第5話 【3分で読める1414文字】

 季節は変わり目。雪風(ヴィンター)の頃。


 寒さを凌ぐために厚手に作られたエプロンで手を拭うとコレーグは輪状にしたいくつかのパン生地を、油が入った大樽に放り込んだ。


 コレーグとは『トリア』に新しく入った店員の名だ。働きはじめてまだ一か月ほどだがハツラツとした印象を抱かせる青髪の少女である。


 彼女は油の中で戯れるパン生地をしり目に平皿を用意していると、ほんの数秒でドーナツの体積は二倍に膨れ上がり、遊び足りない黄褐色の浮き輪のようにギラギラと湯船に浮いている。



 ナッツなどを散りばめるのはあとにするようで、彼女はいくつも積まれたパンくず塗れのプレートを器用に避け、ボウルに放り込んで砂糖衣をドーナツに纏わせる。


 そのままパラフィン紙を「カサカサ」と音を立てて口を開かせ、揚げ立てのそれを滑り込ませた。


 シナモン・少し冷やしたナッツ片・砕いたチョコを上からまぶして、「アチチッ、アチチチッ」と言いながら彼女は出来立てのドーナツを平皿に次々と並べていく。



 ジガンテが使う業務用ミキサーの駆動音。


 ソーシオが打鍵したレジがスライドしながら音を立てて開いた。



 その日はいつものように牙獣族の女性客が来店し、いつも頼んでいるサンドイッチをテイクアウトしようとしたその時―― 彼女が急に倒れたのだ。



 ジガンテが傍に寄って彼女の状況を確認する。

 頬は赤く、身体も熱い。首元には発疹が出ている。


 服のポケットからはいくつかの錠剤が出てきた。それを見てジガンテは――。



「これは『亜熱病(チプロー)』だな。亜人によく起こる病気だ。大方、季節の変わり目に身体が対応しきれなかったんだろう。牙獣族は本来は湿地帯に住んでる種族だからな。店の奥に運んで身体を冷やせば大丈夫だろう」


 慌てた人々でごった返した店内は彼女の身を案じる者たちの心配と不安の表情で満ちていたが、彼の発言を耳にした客たちは胸をなで下ろして安堵した。
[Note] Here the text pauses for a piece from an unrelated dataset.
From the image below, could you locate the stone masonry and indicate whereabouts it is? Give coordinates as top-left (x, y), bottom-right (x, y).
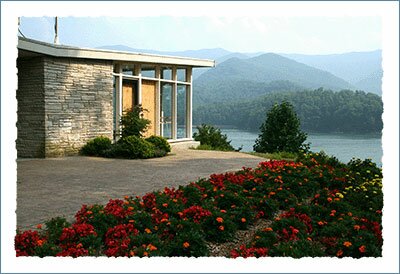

 たしか彼女は店員との会話の中で「この国に来たばかりで仕事にも慣れていないから頑張らないと」と口にしていた。


 日々のストレスなども重なった結果なのだろう、と眺めていたジャンブもそう結論付けた。



 すると――。



「待って…… 少し俺にも見せてくれないか?」


 奥の角席から屯する人々の合間を縫って足を引きずり出てきたのはたまたま来店していた元軍人の男だった。


 今日は酔ってはいない様子の元軍人―― 彼は倒れた牙獣人の女性に近づくと、錠剤と首元の発疹を何度も見比べた。



「どうしたんだ?」とジガンテが一つ尋ねる。


「この発疹の形…… これは『亜熱病』じゃない。おそらく『火ノ粉病(イースクラ)』だ」


「…………なぜそう思うんだ?」


「発疹の形を見ろ。『亜熱病』の発疹は斑のはずだけど、汗に混じってわずかに湿ってる。水泡が出てる証拠だ。それに胸に近づくにつれてビラン状に広がってる。これは『火ノ粉病』の症状だ。たぶん、掛かり付けの医者が藪だったんだろうさ。こんなの見習医でも見分けがつく程度のはず。だのに処方された錠剤は病状を悪化させるモノばかり」


「じゃあ、どうするべきだ?」


「冷やすのは逆効果だ。店の奥の暖炉で身体を少しずつ温めてあげて。塩漬けの肉を

食べさせると効果がある。あとは水泡と汗で失った水分を取り戻すだけ。コップ一杯に一つまみ程の塩と砂糖を入れて飲ませれば多少は落ち着くと思う。あとは医者を変えることだ」


「わかった。すまない…… 助かった」


「…………いや、別に」



 それからさらに二か月が経った。